7th December 2023  - Gary Mead  - in Economy

Bye-bye Great Moderation

Bye-bye Great Moderation

Who remembers the 'Great Moderation'? That period of unusually stable macroeconomic policy in advanced countries, when interest rates were remarkably low, inflation was just a distant nightmare, and markets were steady. Good days, eh? The reduction in volatility that marked the Great Moderation began as early as the 1980s and lasted until the Great Financial Crash (GFC) of 2008. It went on so long that some economists started to think it was a permanent feature, despite the universal rule that nothing is forever. The US National Bureau of Economic Research calculated that after 1984 the US only experienced two relatively mild recessions until the GFC. In the 15 years since the GFC we have lived through the complete opposite of the Great Moderation. What should we call it? The Great Rollercoaster? Just as it was a mistake to think the Great Moderation was permanent, it would be an error to think the Great Rollercoaster is forever. But we will exit the Great Rollercoaster into a very different world, in which the assumptions of the past have been up-ended, including what constitutes money and how value is determined.

The Great Moderation

Age of uncertainty

Several factors ended the Great Moderation. The GFC was the prime cause. It prompted central banks and governments to commit policy errors such as flooding financial systems with vast amounts of newly created fiat currency, known as Quantitative Easing (QE). In reality QE did little more than prop up zombie companies and 'rescue' banks that had failed., and accelerate the devaluation of fiat currencies. Hard on the heels of the GFC came Covid-19 and enforced government lock-downs, from which global supply-chains hardly had time to recover before war broke out between Russia and Ukraine, which delivered an enormous shock to energy markets. The Middle East is now more volatile than for years. In the midst of all this the world is trying at vast cost to decarbonize.

As the Great Moderation fell apart, the benign politics which accompanied it have collapsed too. In 2016 twin electoral wins for Donald Trump and Brexit astonished some opinions. In the seven years since then Georgia Meloni has risen to power in Italy, the right-wing AfD party in Germany is doing well in the polls, in France Marine Le Pen is now more popular than Emmanuel Macron, and now Geert Wilders, another anti-immigration populist, leads the largest party in the Dutch parliament after elections. Despite allegations of human rights' infringements President Erdogan has held onto power in Turkey, in China President Xi seems untouchable, and in Saudi Arabia Mohammed bin Salman is firmly in charge. Perhaps symbolizing US frailty, the national Christmas tree outside the White House was blown over by gusts of wind this week. We seem to have moved not just from an "age of plenty" into an "age of scarcity" (as J. M. Keynes put it in his 1940 essay How to Pay for the War) but into an age of uncertainty.

Half a loaf

In the spring of this year the highly respected former economic adviser to the Bank for International Settlements (BiS) William White published a paper titled The Case for Pessimism, in which he outlined the range of economic problems facing the world. Higher spending on guns and butter seems "likely to rise"; the costs of climate mitigation measures to achieve net-zero global greenhouse emissions by 2050 will be $4 trillion or about 6% of global gross domestic product (GDP) in 2023. Rising welfare costs (as a consequence of aging populations) will add to already heavy debt burdens. The implication of White's essay is that today we face a new war; how can we pay for it?

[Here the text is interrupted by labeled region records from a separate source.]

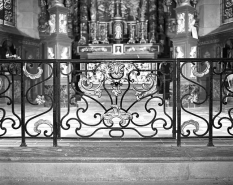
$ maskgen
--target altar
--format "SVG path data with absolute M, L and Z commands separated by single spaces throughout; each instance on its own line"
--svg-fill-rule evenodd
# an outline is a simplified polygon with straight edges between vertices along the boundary
M 78 46 L 81 59 L 156 59 L 159 44 L 89 44 Z
M 160 3 L 91 0 L 89 5 L 81 3 L 80 6 L 81 10 L 88 6 L 90 9 L 90 16 L 84 11 L 80 12 L 80 39 L 76 49 L 80 59 L 157 59 L 162 52 L 163 42 L 160 41 L 163 25 L 156 19 L 157 14 L 162 15 L 163 7 Z M 158 26 L 161 29 L 159 32 Z M 91 61 L 82 63 L 80 69 L 95 70 L 96 64 Z M 127 65 L 125 69 L 129 68 Z M 145 62 L 136 65 L 139 70 L 145 71 L 156 70 L 158 67 Z M 139 76 L 139 83 L 145 80 L 143 73 L 146 72 Z M 91 72 L 86 75 L 89 78 L 93 76 Z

Almost inevitably he proposes "tax reform favoring investment over consumption" with "increased fiscal expenditures, associated with climate change and other high priorities...would be paid for by higher taxes/lower tax expenditures designed to fall specifically on consumption by the wealthy." What constitutes "wealthy" is undefined. Politicians "must lead the way even if it hurts their chances of reelection. Vested interests must cease to resist reforms that are in the public interest. Ordinary citizens must accept that...their only choice is between 'half a loaf or no loaf at all.'" White is a realist; he adds that these "requirements are difficult and unlikely to be met in practice..."

The half a loaf recommendation may be sensible but will be rejected by electorates everywhere. Young voters can see that their elders enjoyed a whole loaf - so why can't we? The Great Moderation has given way to the Great Rollercoaster, which one day will come to a halt. But until then - and no-one can know when that might be - we all need to strap ourselves in for the ride.